Loading weights from pretrained model with different module names

Nicholas_Wickman · January 4, 2018, 5:56am

I would like to initialize my model with the first 14 layers of VGG16. A nice solution suggested at https://discuss.pytorch.org/t/how-to-load-part-of-pre-trained-model/1113/3?u=nicholas_wickman does not work for me, because my parameters are not named the same as the model I would like to load from.

My parameters are named like conv1.weight and conv1.bias. VGG’s layers are named like features.0.weight and features.0.bias.

Does anyone have any suggestions?

pretrained_dict = torch.load('VGG_dict.pth')
model_dict = model.state_dict()

# Modification to the dictionary will go here?

model_dict.update(pretrained_dict)
model.load_state_dict(model_dict)

smth · January 4, 2018, 5:57am

you could change the key names of the state dict to match your layer’s key names…

vsag · February 10, 2018, 11:41am

@smth shouldn’t this work?

pre_trained_model=torch.load("Path to the .pth file")
 new=list(pre_trained.items())

my_model_kvpair=mymodel.state_dict()
count=0
for key,value in my_model_kvpair.item():
  layer_name,weights=new[count]      
mymodel_kvpair[key]=weights
count+=1

lijunzh · June 22, 2018, 2:46pm

Thanks a lot.

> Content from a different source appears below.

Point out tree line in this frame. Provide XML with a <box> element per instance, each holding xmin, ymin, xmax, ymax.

This is exactly what I am looking for.

In addition, do you know a good way to transfer the optimizer state to the new model with different names? The reason I am asking here is that the pre-trained model I have is constructed via nn.Sequential, but I want to insert some new blocks in between and retrain the new network. It will be easier for me if I can start with what they have.

vsag · June 22, 2018, 3:03pm

It’s been a While since I have used pytorch, I have no idea how to do that. But you can find it easily as it was asked before iirc.

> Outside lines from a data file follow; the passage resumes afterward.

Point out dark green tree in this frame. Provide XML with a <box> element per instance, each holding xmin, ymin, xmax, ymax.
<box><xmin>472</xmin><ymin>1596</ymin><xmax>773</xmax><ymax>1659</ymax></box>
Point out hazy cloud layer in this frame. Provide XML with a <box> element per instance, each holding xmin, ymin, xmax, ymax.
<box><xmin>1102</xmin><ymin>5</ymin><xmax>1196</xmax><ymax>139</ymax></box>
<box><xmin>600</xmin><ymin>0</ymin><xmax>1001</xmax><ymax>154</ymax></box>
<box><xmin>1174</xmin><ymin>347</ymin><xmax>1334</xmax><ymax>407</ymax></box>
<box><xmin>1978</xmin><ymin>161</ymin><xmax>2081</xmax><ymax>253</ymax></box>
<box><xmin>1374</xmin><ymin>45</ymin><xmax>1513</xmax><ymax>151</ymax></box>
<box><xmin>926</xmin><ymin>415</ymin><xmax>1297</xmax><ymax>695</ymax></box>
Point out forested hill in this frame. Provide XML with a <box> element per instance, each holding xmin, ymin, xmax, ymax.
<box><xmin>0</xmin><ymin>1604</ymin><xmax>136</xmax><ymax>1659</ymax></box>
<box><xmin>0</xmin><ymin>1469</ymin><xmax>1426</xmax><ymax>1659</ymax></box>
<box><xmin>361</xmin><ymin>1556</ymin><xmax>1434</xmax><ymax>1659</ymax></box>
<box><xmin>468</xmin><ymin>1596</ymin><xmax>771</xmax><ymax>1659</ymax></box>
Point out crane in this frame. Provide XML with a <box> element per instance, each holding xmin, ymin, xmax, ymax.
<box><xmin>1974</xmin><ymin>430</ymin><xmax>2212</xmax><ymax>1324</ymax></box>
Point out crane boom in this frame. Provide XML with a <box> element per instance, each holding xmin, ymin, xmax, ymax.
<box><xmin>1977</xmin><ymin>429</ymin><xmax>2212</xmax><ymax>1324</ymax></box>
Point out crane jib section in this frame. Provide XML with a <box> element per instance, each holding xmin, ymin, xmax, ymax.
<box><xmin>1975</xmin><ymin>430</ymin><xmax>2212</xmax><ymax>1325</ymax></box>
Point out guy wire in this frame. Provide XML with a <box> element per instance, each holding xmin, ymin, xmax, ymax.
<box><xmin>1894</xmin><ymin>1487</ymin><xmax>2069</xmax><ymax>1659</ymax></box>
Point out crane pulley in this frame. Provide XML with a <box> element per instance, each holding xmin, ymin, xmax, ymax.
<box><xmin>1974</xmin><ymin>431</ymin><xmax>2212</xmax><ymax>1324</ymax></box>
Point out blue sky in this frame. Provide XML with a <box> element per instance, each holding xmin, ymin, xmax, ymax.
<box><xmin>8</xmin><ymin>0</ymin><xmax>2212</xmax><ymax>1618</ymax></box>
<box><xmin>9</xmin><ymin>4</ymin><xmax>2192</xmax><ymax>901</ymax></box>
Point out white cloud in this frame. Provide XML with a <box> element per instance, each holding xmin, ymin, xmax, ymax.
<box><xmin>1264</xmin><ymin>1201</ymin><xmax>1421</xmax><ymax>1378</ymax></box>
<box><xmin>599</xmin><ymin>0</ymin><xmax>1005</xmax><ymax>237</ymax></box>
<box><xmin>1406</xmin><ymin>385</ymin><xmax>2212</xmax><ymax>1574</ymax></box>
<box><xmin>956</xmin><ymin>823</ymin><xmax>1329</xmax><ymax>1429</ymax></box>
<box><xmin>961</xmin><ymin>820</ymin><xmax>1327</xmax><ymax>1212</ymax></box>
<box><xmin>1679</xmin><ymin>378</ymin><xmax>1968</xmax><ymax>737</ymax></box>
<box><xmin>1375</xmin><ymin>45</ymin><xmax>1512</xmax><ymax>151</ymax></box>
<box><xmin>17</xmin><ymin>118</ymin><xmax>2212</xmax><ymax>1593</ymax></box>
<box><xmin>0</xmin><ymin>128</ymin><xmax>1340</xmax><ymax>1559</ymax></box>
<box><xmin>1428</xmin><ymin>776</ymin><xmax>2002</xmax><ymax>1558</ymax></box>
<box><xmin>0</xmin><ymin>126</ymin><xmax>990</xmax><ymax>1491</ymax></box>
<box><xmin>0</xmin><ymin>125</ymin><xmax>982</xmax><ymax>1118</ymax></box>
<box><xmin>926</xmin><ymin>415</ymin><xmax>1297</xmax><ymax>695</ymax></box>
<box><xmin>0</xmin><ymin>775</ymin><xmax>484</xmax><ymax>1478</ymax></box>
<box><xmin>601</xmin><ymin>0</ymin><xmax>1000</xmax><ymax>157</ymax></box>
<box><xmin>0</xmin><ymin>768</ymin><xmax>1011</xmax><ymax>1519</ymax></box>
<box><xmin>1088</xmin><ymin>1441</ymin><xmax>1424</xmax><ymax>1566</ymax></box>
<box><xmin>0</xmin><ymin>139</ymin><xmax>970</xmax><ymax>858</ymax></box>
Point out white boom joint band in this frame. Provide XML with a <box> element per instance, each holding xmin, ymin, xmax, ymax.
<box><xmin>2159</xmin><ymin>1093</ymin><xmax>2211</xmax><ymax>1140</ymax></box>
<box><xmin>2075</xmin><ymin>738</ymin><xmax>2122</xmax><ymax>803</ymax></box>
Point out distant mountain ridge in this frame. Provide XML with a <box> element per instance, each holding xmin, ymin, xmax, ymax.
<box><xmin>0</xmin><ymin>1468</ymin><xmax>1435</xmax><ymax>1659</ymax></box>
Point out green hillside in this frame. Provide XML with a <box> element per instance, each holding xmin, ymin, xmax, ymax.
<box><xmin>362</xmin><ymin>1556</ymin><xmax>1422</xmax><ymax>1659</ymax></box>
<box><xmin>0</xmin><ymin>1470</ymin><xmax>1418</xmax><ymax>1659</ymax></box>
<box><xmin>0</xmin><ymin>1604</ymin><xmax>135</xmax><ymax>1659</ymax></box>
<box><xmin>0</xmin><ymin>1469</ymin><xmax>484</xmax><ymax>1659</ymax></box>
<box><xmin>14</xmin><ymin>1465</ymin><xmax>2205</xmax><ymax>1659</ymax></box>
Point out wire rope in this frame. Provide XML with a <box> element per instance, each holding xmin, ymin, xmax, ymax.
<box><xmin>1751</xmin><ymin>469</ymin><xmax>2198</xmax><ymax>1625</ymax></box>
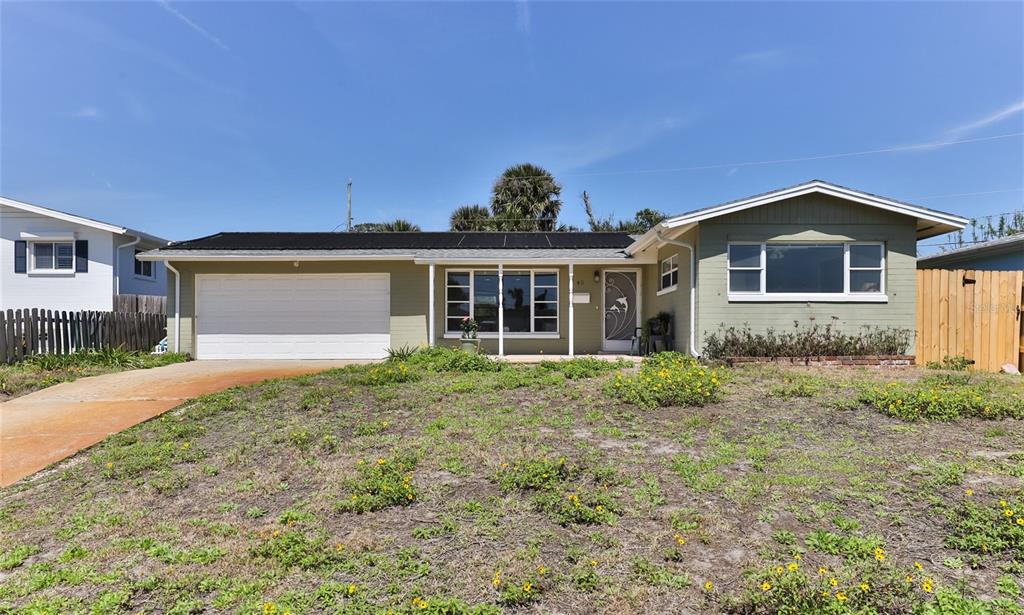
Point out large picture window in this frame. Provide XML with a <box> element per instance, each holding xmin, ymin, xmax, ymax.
<box><xmin>727</xmin><ymin>242</ymin><xmax>885</xmax><ymax>300</ymax></box>
<box><xmin>445</xmin><ymin>269</ymin><xmax>559</xmax><ymax>335</ymax></box>
<box><xmin>32</xmin><ymin>241</ymin><xmax>74</xmax><ymax>272</ymax></box>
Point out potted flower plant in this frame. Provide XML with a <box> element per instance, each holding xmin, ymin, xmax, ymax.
<box><xmin>459</xmin><ymin>317</ymin><xmax>479</xmax><ymax>354</ymax></box>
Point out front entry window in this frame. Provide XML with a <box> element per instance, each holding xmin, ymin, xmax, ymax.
<box><xmin>445</xmin><ymin>269</ymin><xmax>559</xmax><ymax>335</ymax></box>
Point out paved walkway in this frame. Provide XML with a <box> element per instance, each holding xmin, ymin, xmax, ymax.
<box><xmin>0</xmin><ymin>360</ymin><xmax>357</xmax><ymax>487</ymax></box>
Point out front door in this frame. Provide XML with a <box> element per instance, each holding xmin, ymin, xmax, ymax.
<box><xmin>602</xmin><ymin>270</ymin><xmax>640</xmax><ymax>352</ymax></box>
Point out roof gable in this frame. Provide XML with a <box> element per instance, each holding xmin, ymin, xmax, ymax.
<box><xmin>627</xmin><ymin>180</ymin><xmax>969</xmax><ymax>254</ymax></box>
<box><xmin>0</xmin><ymin>195</ymin><xmax>168</xmax><ymax>244</ymax></box>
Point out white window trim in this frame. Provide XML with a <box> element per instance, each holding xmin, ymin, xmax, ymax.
<box><xmin>28</xmin><ymin>240</ymin><xmax>76</xmax><ymax>275</ymax></box>
<box><xmin>727</xmin><ymin>241</ymin><xmax>887</xmax><ymax>302</ymax></box>
<box><xmin>444</xmin><ymin>268</ymin><xmax>560</xmax><ymax>337</ymax></box>
<box><xmin>657</xmin><ymin>254</ymin><xmax>679</xmax><ymax>295</ymax></box>
<box><xmin>134</xmin><ymin>249</ymin><xmax>156</xmax><ymax>280</ymax></box>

lijunzh · June 22, 2018, 3:15pm

Thanks for the prompt reply. I will search around again.

Shijie_Wu · December 13, 2018, 11:37pm

For me on a nested nn, this code piece did not work. Though the dictionary is updated as expected, the weights and bias actually didn’t change. Do you have other recommendations?

Ayush_Gupta · October 5, 2021, 2:09pm

Pretty old thread, but I was having the same issue and have solved it. Here is what you need to do:

 new=list(pre_trained.items())

my_model_kvpair=my_model.state_dict()
count=0
for key,value in my_model_kvpair.item():
  layer_name,weights=new[count]      
  mymodel_kvpair[key]=weights
  count+=1

my_model.load_state_dict(my_model_kv_pair)

After modifying the key value pairs, you need to actually load the updated state_dict back into your model so that the weights and biases change

naveenmarthala · August 4, 2022, 11:14am

I would modify it to:

    mymodel_kvpair[key] = weights.detach().clone()